As Leonardo da Vinci applied his intricate knowledge of human anatomy to create timeless art, so 21st-century technology developers must combine technical skill with multi-disciplinary insight.
12/14/15
-by Denis Nekipelov, Associate Professor of Economics and Computer Science at the University of Virginia.
What skills do you need to get hired by top tech firms today?
As a professor of economics and computer science, I hear this question more than any other from students, and it’s the top question I ask of colleagues working at today’s major tech firms. Their answer is simple and daunting: “We want the full package.”
Leading-edge tech companies are defined by consumer-facing products and internal “startup-style” culture. Thriving in that environment requires knowledge of data sciences and social sciences. Graduates interested in tech will certainly need practical knowledge, but many will also need abstract theory. They must be able to appreciate the details and the big picture, to code and to codify.
If you look at any category in an app store, you see top mobile apps that get thousands of downloads and reviews and a very long tail of apps that barely get any consumer attention. Those forgotten apps have failed to appeal to enough people, often because developers did not analyze demand accurately or strategically monetize and market the product. Knowledge of human behavior — supported by science — can predict the success of digital products. Such knowledge comes in large part from the social sciences and humanities.
For example, a graduate who understands fundamental concepts like the Nash equilibrium — a game-theory concept holding that players’ strategies are based not on logic alone but on knowledge of other players — will better understand how consumers behave. A graduate who studied linguistics will be better equipped to develop artificial intelligence-based applications, which rely on a deep understanding of language. A graduate who studied music or art will be ready to design more compelling virtual environments.

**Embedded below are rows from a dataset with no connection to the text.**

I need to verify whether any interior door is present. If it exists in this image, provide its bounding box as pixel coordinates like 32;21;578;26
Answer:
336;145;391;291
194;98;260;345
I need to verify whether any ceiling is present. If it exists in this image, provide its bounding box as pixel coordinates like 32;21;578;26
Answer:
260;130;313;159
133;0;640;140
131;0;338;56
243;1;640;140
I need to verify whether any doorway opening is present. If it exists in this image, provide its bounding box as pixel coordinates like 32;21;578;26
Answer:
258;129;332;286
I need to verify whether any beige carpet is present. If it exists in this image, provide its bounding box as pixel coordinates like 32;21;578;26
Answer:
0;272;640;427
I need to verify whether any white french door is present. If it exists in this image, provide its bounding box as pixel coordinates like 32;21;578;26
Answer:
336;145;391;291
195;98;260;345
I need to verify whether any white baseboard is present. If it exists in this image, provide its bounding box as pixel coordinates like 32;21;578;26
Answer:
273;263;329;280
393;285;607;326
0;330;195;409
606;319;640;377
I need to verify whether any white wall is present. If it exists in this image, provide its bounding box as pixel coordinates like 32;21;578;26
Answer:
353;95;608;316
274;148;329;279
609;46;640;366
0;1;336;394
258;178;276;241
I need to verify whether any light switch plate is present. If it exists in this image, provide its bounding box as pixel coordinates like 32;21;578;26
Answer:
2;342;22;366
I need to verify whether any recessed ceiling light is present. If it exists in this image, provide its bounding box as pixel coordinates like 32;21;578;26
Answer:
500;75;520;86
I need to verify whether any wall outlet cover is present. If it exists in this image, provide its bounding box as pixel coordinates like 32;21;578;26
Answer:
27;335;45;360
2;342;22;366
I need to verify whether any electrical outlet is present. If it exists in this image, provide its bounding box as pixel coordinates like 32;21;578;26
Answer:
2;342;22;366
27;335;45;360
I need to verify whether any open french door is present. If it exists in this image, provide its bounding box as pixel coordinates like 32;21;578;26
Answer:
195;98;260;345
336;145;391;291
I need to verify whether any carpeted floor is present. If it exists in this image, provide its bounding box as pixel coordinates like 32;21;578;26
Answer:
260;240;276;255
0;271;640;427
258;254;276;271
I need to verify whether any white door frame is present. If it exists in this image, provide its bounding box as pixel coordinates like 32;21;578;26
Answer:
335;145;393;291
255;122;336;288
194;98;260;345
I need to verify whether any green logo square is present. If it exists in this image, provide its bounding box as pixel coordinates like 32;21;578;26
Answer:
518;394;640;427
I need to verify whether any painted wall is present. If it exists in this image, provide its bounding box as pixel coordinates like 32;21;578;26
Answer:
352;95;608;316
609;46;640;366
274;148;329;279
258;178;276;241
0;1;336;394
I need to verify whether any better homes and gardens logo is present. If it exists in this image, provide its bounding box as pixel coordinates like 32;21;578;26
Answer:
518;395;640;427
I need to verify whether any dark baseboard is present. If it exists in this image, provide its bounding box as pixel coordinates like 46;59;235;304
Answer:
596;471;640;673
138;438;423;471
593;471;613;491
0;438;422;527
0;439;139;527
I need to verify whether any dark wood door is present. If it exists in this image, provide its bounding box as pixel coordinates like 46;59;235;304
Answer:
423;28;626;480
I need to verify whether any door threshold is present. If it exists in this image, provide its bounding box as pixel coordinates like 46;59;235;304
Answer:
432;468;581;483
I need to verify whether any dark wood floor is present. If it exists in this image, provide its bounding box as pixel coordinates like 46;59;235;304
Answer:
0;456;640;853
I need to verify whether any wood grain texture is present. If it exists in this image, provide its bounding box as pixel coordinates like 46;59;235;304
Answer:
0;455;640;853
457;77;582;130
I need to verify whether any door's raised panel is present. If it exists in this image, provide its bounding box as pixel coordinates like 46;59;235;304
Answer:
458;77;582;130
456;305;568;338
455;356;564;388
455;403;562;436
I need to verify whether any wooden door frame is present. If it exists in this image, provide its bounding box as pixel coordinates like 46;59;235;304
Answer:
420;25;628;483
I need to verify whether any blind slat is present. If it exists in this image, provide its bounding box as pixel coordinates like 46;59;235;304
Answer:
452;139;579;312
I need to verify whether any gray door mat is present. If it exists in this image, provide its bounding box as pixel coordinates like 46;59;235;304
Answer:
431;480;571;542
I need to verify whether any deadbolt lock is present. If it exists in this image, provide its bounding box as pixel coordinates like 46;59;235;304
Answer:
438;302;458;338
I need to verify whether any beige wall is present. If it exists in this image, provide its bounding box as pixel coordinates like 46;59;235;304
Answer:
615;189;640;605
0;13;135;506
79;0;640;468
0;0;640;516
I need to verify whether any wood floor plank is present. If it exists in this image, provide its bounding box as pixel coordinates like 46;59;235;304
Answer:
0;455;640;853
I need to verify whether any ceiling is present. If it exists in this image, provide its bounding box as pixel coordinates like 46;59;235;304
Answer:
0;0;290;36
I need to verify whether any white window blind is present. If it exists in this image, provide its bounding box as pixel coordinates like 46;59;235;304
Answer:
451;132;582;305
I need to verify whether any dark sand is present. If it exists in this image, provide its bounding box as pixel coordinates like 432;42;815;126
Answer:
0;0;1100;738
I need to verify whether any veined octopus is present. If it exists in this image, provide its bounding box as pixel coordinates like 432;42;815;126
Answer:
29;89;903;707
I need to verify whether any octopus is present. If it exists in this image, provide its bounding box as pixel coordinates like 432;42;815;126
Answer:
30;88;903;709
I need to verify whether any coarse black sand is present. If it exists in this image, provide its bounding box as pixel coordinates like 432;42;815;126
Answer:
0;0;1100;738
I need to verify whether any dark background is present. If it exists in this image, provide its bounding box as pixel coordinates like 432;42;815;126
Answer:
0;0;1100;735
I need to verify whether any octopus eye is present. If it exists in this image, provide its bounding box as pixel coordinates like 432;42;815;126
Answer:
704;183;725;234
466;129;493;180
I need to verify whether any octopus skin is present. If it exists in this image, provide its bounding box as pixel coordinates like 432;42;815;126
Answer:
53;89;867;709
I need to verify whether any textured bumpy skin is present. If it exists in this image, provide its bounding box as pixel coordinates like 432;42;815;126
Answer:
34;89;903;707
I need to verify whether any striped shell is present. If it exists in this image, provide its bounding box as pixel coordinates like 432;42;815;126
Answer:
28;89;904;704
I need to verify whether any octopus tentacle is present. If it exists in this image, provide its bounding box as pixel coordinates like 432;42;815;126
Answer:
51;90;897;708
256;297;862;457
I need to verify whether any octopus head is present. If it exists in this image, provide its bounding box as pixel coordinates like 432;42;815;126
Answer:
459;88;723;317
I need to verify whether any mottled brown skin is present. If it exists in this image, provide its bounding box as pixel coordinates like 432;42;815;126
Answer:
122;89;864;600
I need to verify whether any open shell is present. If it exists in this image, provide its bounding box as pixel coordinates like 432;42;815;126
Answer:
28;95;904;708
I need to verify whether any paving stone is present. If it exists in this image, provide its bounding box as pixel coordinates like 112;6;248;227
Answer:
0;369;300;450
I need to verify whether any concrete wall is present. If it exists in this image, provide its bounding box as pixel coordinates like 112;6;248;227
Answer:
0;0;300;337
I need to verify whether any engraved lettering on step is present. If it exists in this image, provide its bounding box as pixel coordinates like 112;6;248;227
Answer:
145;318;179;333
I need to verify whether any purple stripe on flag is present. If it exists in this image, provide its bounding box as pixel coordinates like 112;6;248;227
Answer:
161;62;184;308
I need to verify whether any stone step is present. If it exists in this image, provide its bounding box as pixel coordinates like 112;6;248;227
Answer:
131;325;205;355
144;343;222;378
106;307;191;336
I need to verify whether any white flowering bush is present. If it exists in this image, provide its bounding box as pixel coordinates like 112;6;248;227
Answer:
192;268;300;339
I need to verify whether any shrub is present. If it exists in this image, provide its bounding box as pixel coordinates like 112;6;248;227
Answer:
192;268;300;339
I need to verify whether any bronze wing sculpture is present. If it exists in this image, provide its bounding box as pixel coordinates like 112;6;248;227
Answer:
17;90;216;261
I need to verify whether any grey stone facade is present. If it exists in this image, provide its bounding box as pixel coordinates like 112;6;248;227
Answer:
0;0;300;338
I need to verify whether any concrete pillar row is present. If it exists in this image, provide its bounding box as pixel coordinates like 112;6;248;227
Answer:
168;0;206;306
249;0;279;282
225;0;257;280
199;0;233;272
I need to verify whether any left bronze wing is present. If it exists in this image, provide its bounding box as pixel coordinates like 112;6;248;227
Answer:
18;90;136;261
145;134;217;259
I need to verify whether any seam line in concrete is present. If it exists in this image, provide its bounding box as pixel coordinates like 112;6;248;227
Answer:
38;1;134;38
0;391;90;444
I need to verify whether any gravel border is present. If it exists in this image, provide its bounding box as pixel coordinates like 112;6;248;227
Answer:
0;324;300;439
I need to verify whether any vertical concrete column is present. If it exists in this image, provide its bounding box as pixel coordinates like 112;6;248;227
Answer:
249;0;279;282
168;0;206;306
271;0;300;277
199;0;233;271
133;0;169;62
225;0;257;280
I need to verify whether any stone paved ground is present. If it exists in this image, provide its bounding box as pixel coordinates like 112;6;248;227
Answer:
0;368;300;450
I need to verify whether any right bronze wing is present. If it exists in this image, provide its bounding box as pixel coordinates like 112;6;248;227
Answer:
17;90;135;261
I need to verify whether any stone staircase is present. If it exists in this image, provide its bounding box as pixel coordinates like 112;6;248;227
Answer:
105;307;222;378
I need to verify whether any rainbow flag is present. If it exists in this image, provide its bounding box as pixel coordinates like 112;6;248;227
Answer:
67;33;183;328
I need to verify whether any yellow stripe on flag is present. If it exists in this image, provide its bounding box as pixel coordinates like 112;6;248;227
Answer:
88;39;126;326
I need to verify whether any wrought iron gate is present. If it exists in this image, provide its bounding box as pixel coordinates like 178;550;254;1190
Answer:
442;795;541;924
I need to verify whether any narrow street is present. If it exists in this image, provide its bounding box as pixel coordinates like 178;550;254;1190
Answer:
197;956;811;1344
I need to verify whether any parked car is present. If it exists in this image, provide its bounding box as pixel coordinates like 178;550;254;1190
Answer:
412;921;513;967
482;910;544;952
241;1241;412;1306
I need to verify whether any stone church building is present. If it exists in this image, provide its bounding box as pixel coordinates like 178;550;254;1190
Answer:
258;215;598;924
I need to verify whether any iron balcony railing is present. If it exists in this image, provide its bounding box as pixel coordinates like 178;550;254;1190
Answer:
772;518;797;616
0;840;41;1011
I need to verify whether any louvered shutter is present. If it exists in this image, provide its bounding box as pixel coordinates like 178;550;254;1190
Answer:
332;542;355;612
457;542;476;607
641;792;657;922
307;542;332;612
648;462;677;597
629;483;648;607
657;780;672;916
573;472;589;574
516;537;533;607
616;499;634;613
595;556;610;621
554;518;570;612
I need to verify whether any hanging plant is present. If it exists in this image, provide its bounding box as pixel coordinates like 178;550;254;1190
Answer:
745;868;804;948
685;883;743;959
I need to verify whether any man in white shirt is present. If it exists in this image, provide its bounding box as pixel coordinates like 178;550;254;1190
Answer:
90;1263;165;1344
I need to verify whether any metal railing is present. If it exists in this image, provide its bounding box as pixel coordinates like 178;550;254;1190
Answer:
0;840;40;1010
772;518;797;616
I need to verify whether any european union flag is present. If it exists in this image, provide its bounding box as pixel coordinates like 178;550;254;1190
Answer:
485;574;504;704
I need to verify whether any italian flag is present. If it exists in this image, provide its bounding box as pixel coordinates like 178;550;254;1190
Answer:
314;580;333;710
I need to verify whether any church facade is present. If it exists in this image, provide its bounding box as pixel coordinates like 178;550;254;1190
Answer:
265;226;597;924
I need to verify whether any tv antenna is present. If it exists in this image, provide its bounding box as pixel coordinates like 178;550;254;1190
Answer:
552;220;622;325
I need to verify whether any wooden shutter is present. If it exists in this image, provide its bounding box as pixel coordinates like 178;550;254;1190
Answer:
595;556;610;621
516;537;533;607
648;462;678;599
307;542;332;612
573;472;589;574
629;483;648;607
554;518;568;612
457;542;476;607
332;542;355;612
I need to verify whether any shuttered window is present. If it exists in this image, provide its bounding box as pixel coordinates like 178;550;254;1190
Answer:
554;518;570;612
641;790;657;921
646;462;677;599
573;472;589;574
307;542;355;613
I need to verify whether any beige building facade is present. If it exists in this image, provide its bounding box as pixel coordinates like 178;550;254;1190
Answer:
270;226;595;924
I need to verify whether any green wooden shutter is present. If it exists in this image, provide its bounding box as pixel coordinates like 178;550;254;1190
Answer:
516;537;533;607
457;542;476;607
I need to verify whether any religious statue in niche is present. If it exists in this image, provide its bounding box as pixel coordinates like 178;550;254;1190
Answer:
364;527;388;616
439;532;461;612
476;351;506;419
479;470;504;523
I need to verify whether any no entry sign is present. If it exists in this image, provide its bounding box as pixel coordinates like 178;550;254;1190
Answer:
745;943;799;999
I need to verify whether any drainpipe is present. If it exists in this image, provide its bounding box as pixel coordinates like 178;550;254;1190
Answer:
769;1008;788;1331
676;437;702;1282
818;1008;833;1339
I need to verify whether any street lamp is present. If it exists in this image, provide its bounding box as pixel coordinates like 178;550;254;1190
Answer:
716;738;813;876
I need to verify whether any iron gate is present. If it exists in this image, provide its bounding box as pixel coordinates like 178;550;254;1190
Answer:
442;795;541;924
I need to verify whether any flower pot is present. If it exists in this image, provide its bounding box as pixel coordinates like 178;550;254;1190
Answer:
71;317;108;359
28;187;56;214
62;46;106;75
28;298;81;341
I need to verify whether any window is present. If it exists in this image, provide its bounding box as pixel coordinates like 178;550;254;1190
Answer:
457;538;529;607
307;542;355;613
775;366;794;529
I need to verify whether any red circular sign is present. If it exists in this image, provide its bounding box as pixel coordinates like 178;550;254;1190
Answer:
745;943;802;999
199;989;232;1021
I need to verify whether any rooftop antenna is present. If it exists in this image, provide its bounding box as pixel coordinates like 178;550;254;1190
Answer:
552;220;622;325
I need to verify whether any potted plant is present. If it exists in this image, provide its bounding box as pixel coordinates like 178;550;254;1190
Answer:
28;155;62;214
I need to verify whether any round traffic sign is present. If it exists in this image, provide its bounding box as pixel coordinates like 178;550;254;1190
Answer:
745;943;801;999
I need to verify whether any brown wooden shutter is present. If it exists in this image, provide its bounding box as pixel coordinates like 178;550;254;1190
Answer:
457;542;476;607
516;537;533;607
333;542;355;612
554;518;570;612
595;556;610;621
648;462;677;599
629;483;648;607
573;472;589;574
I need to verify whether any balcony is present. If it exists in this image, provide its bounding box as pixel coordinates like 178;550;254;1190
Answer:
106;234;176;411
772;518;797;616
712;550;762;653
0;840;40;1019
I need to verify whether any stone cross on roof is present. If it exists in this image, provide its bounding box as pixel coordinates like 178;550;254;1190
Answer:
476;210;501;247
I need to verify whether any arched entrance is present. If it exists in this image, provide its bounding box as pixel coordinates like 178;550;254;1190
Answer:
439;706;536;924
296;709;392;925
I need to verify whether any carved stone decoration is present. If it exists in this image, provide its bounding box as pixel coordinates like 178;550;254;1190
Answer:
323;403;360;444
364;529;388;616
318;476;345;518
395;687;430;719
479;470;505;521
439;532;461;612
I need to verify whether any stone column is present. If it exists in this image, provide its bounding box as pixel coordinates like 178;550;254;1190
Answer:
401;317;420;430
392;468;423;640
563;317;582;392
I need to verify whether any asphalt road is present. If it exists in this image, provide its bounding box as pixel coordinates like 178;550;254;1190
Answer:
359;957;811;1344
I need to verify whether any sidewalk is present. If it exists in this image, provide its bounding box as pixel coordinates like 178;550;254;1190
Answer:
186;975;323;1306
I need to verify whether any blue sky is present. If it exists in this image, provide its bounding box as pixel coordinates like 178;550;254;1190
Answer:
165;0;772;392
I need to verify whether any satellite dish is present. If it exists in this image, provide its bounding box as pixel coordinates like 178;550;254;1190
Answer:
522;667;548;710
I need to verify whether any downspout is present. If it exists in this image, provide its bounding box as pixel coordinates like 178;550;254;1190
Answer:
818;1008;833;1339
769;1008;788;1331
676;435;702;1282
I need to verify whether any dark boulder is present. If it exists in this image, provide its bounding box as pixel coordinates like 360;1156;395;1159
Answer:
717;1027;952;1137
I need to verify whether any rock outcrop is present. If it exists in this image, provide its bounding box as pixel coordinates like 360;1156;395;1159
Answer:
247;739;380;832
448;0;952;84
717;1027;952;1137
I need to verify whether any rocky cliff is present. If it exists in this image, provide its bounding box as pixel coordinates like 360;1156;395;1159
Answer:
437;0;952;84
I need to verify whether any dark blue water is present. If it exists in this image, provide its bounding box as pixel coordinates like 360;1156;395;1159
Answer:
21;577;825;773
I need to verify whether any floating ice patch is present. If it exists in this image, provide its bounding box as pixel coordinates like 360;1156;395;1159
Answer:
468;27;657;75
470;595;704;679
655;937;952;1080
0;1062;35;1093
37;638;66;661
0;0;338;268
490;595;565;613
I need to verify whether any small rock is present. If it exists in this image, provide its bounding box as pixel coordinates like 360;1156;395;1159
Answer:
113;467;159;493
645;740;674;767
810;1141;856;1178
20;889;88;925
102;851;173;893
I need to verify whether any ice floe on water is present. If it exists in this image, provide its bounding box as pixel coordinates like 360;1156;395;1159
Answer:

This is not to say, though, that technology firms need purely social scientists. Tech firms’ startup culture means that new IT products, even larger ones like Microsoft Windows or Mac OS, are developed by very small teams. There is no room for a theorizing economist or a sociologist. The development process requires constant testing and changes to source code. The urgency increases when the product is first released: Early bugs must be detected and instantly fixed. Every team member needs to understand the technology at a minute level.
Consequently, the most compelling hire will be at once an engineer and a social scientist — a “New Renaissance Man.” As Leonardo da Vinci applied his intricate knowledge of human anatomy to create timeless art, so 21st-century technology developers must combine technical skill with multi-disciplinary insight. These employees are the “full package” — social scientists who can articulate principles of consumer behavior and manage complex computing infrastructure. They are computer scientists and engineers who can use economic models and sociology theory to accurately analyze, prove and meet consumer demand.
As an educator, I have to admit that the American higher education system is still far from developing that “New Renaissance Man.” Too often, the education community interprets demand for integrated fundamental knowledge as demand for number-crunching skills combined with some literacy in economics or business. This has led to a proliferation of “business analytics” and “data analytics” concentrations that focus narrowly on technical competence. This shortsighted strategy could lead to the development of skills that become antiquated before students graduate, as technology responds rapidly to changing demand.
The most employable graduates will have knowledge beyond specific infrastructure, programming language or statistical software. Their knowledge will be fundamental.
My advice to undergraduates would not be to take a class in Python, but instead take a class in the theory of algorithms. Similarly, do not take a class in online auctions; instead, take a class in game theory. Many undergraduates, especially those who find jobs with the Googles and Microsofts of today, already follow this strategy. However, they need more institutional support.
My advice to institutions is to develop more integrative interdisciplinary programs to adequately address 21st-century industry demand for talent. At the new Data Sciences Institute at the University of Virginia, we have found success in creating centers that foster interdisciplinary collaboration — one focuses on big data ethics, law and policy, another on how data science is transforming knowledge. We have also used reading groups and lecture series to gather faculty, students and private sector leaders in technology, economics, public policy and other key areas. We want students to not only develop and create technology, but also thoughtfully discuss its implications and accurately predict its outcomes, with sound social science backing up their conclusions.
Such efforts should be but the beginning, as the new landscape of the technology sector calls for increasing involvement of social science in places previously exclusive to engineering and computer science. Technology is changing at a rapid pace, and universities must prepare a skilled workforce that can easily adapt to even the most dizzying rate of change.